A High Bar for Overturning Fiduciary Decisions
Trust administration often requires judgment calls. A trustee may need to shift funds between principal and income, or decide how much weight to give competing interests among beneficiaries. This statute protects those decisions from being overturned simply because a judge would have chosen differently.
A court shall not change a fiduciary's decision to exercise or not to exercise a discretionary power conferred by this article unless it determines that the decision was an abuse of the fiduciary's discretion. A court shall not determine that a fiduciary abused its discretion merely because the court would have exercised the discretion in a different manner or would not have exercised the discretion.
A.R.S. § 14-7404(A)That standard matters for both trustees and beneficiaries. It gives trustees confidence to make reasonable allocation decisions without constant fear of litigation. And it assures beneficiaries that courts can still intervene when a trustee crosses the line into genuine abuse.
What Happens When a Court Finds Abuse
If a court determines that abuse of discretion occurred, it does not simply void the decision.
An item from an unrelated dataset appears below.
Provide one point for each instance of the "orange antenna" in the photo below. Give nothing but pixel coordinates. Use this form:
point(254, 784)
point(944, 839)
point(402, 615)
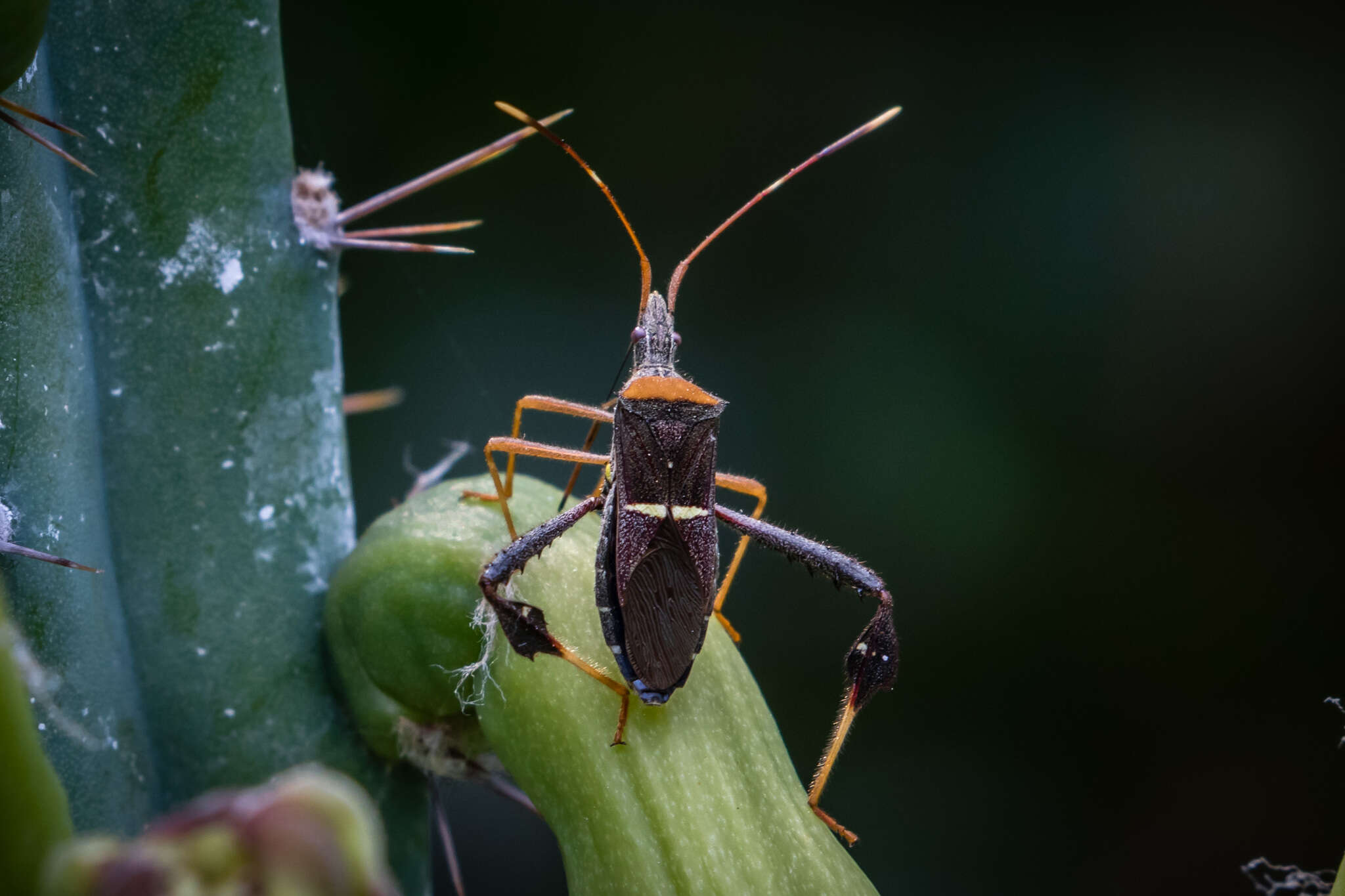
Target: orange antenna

The statute lays out a structured remedy: restore the beneficiaries to the positions they would have occupied. That may mean requiring the fiduciary to make a distribution, withhold future distributions from a beneficiary who received too much, or in serious cases, pay from the fiduciary's own funds.
To the extent that the abuse of discretion has not resulted in a distribution to a beneficiary or a distribution that is too small, the court shall require the fiduciary to distribute from the trust to the beneficiary an amount that the court determines will restore the beneficiary, in whole or in part, to that person's appropriate position.
A.R.S. § 14-7404(C)(1)Fiduciaries can also seek advance approval. By filing a petition describing a proposed exercise of discretion, a fiduciary can ask the court to rule on whether the action would constitute abuse. If the petition includes sufficient information, the burden shifts to any beneficiary who objects to prove the proposal would be improper.